We look into the distribution of averages of 40 exponentials with one thousand simulations. The properties of the distribution are illustrated and explained by:
lambda <- 0.2 # Rate for all simulations
n <- 40 # No. of samples
nosim <- 1000 # No. of simulations
set.seed(seed = 100) # For reproducible results
# Get means of the 1000 simulations of 40 exponentials
means <- data.frame(mn40 = apply(matrix(rexp(nosim * n, lambda), nosim), 1, mean))
# Sample mean of the means of the simulations of 40 exponentials
mean(means$mn40)
## [1] 4.999702
# Theoretical mean
1/lambda
## [1] 5
The theoretical mean is 5. The sample mean of the means of the simulations of 40 exponentials is 4.9997, which is very close to the theoretical mean.
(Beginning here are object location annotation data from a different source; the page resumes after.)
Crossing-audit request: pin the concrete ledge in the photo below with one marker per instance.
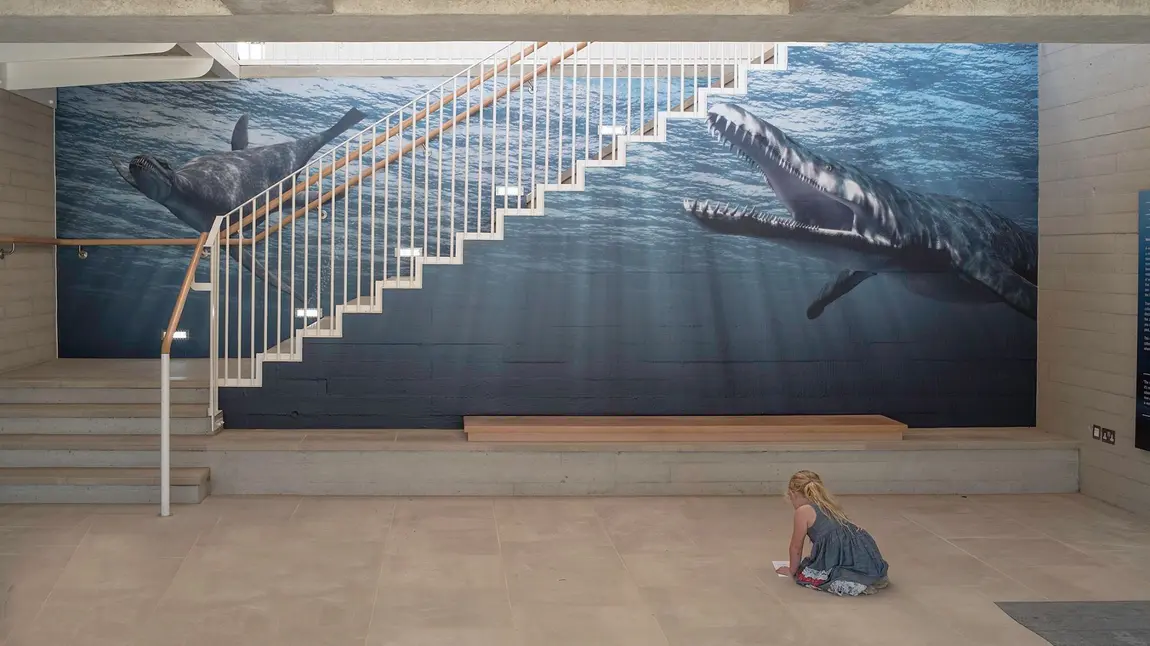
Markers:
(444, 463)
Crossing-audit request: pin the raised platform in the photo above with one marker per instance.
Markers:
(446, 463)
(683, 429)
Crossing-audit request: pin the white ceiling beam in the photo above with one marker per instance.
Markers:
(278, 7)
(100, 71)
(28, 52)
(224, 67)
(863, 7)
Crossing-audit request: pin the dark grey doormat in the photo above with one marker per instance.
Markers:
(1085, 623)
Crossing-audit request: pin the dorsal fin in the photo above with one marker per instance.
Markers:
(835, 290)
(239, 135)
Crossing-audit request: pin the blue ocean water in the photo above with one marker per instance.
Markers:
(959, 120)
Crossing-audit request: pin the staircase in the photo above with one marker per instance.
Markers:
(366, 216)
(449, 168)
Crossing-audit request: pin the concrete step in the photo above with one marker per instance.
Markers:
(100, 485)
(97, 450)
(10, 393)
(116, 418)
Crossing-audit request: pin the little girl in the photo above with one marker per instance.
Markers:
(844, 560)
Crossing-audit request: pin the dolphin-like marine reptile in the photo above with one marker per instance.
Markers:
(215, 184)
(944, 247)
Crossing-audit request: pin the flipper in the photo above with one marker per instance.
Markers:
(239, 135)
(349, 120)
(999, 278)
(835, 290)
(248, 261)
(122, 169)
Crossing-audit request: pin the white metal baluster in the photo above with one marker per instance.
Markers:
(642, 89)
(345, 247)
(454, 116)
(267, 244)
(214, 325)
(438, 193)
(252, 276)
(535, 108)
(319, 245)
(467, 155)
(710, 78)
(695, 75)
(166, 433)
(627, 47)
(280, 269)
(370, 248)
(507, 136)
(519, 169)
(682, 77)
(411, 207)
(227, 300)
(386, 190)
(359, 221)
(495, 143)
(587, 112)
(603, 94)
(614, 102)
(291, 290)
(575, 112)
(399, 194)
(546, 128)
(478, 170)
(559, 161)
(307, 245)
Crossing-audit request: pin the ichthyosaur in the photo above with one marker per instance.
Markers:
(215, 184)
(943, 247)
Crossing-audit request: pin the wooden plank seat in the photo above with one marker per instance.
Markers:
(683, 429)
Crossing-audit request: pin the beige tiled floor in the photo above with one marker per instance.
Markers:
(667, 571)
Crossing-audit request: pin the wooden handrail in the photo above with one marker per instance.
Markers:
(185, 287)
(97, 241)
(422, 140)
(381, 138)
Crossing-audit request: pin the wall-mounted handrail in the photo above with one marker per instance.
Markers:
(98, 241)
(385, 136)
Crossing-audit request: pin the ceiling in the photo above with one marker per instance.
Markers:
(890, 21)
The sample mean is the center of the distribution of the simulations.
# Sample standard deviation and variance
sd(means$mn40)
## [1] 0.7959461
sd(means$mn40)^2
## [1] 0.6335302
# Theoretical standard deviation and variance
(1/lambda)/sqrt(n)
## [1] 0.7905694
((1/lambda)/sqrt(n))^2
## [1] 0.625
The theoretical standard deviation is 0.7906. The sample standard deviation is 0.7959, which is very close to the theoretical standard deviation.
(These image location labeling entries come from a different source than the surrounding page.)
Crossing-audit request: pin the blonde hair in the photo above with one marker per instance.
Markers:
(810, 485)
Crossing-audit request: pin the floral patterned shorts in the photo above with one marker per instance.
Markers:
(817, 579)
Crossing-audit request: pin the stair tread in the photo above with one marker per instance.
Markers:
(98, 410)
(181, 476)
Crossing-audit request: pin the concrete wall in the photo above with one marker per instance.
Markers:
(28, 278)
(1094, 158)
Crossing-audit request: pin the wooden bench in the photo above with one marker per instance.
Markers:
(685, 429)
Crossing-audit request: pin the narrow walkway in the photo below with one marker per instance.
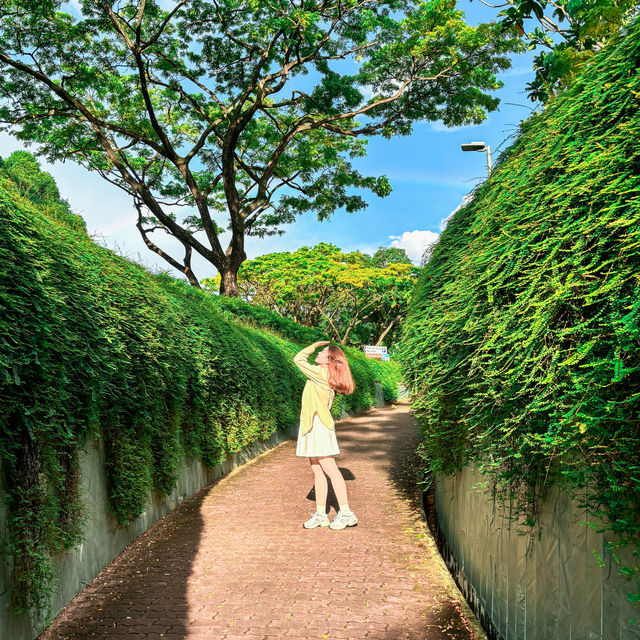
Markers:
(233, 562)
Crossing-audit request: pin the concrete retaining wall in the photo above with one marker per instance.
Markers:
(103, 539)
(528, 587)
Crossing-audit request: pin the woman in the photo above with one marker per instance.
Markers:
(317, 435)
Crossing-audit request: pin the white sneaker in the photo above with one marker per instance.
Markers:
(343, 520)
(317, 520)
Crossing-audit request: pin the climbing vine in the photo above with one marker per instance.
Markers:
(522, 346)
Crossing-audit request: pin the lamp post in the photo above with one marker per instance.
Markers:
(480, 146)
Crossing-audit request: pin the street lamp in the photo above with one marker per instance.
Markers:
(480, 146)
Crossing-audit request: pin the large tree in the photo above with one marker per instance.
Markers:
(353, 297)
(237, 115)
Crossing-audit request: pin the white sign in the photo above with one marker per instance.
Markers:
(375, 352)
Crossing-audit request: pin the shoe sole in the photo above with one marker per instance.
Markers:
(355, 524)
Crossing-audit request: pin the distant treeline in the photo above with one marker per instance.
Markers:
(92, 345)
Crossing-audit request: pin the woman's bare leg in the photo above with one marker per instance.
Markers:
(329, 466)
(320, 484)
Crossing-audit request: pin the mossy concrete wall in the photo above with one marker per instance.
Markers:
(542, 583)
(103, 539)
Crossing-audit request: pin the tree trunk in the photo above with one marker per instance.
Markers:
(229, 283)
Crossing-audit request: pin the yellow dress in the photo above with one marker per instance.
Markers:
(316, 435)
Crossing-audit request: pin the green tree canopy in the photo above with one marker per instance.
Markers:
(567, 33)
(238, 115)
(345, 294)
(32, 183)
(390, 255)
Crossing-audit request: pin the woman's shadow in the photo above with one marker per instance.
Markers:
(332, 501)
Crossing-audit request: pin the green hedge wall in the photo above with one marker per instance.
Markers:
(522, 344)
(92, 345)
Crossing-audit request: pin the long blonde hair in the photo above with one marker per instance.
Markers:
(340, 378)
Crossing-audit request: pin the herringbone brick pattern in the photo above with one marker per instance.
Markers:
(234, 562)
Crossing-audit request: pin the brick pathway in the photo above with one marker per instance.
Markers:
(234, 562)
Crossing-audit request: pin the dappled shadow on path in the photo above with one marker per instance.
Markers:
(391, 442)
(143, 588)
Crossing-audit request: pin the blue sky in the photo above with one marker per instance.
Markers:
(429, 174)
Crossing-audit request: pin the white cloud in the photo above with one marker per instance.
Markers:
(415, 243)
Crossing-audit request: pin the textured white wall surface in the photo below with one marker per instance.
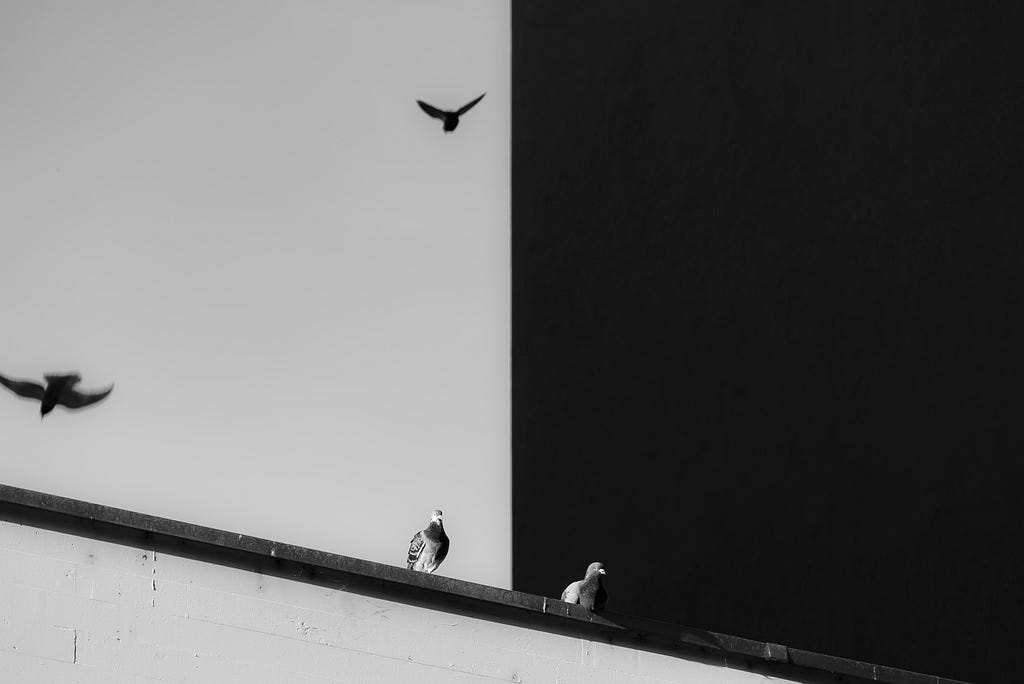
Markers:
(77, 610)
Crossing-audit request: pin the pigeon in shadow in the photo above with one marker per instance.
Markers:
(451, 119)
(428, 547)
(589, 592)
(59, 389)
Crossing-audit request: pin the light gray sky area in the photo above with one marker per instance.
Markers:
(237, 213)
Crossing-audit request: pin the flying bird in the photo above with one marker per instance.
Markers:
(429, 546)
(451, 119)
(58, 389)
(589, 592)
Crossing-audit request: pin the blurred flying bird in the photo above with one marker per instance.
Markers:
(589, 592)
(428, 547)
(59, 389)
(451, 119)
The theoretical variance is 0.625. The sample variance is 0.6335, which is very close to the theoretical variance.
Below is the histogram plot of the above simulations with the normal distribution curve centered at 4.9997 and a standard deviation of 0.7959:
ggplot(data = means, aes(x = mn40)) +
geom_histogram(aes(y=..density..), fill = "salmon",
binwidth = 0.20, color = "black") +
labs(title = "Exponentials Distribution of 1000 Simulations",
x = "Mean of 40 Exponentials", y = "Density") +
stat_function(fun = dnorm, geom = "line",
arg = list(mean = mean(means$mn40),
sd = sd(means$mn40)),
size = 1, col="yellow") +
geom_vline(aes(xintercept = mean(means$mn40)), color = "yellow",
size = 1, show.legend = TRUE)
We further compare the normal distribution curve of the simulations with the theoretical normal distribution curve:
ggplot(data = means, aes(x = mn40)) +
geom_histogram(aes(y=..density..), fill = "salmon",
binwidth = 0.20, color = "black") +
labs(title = "Exponentials Distribution of 1000 Simulations\nvs.\nNormal Distribution",
x = "Mean of 40 Exponentials", y = "Density") +
stat_function(fun = dnorm, geom = "line",
arg = list(mean = 1/lambda, sd = (1/lambda)/sqrt(n)),
size = 3, col="black") +
stat_function(fun = dnorm, geom = "line",
arg = list(mean = mean(means$mn40),
sd = sd(means$mn40)),
size = 1, col="yellow") +
geom_vline(aes(xintercept = 1/lambda, colour = "Theoretical"),
size = 3, show.legend = TRUE) +
geom_vline(aes(xintercept = mean(means$mn40), colour = "Simulation"),
size = 1, show.legend = TRUE) +
scale_colour_manual("", breaks = c("Theoretical", "Simulation"),
values = c("Theoretical" = "black",
"Simulation" = "yellow"))
Clearly, the distribution of our simulations appears to be approximately normal.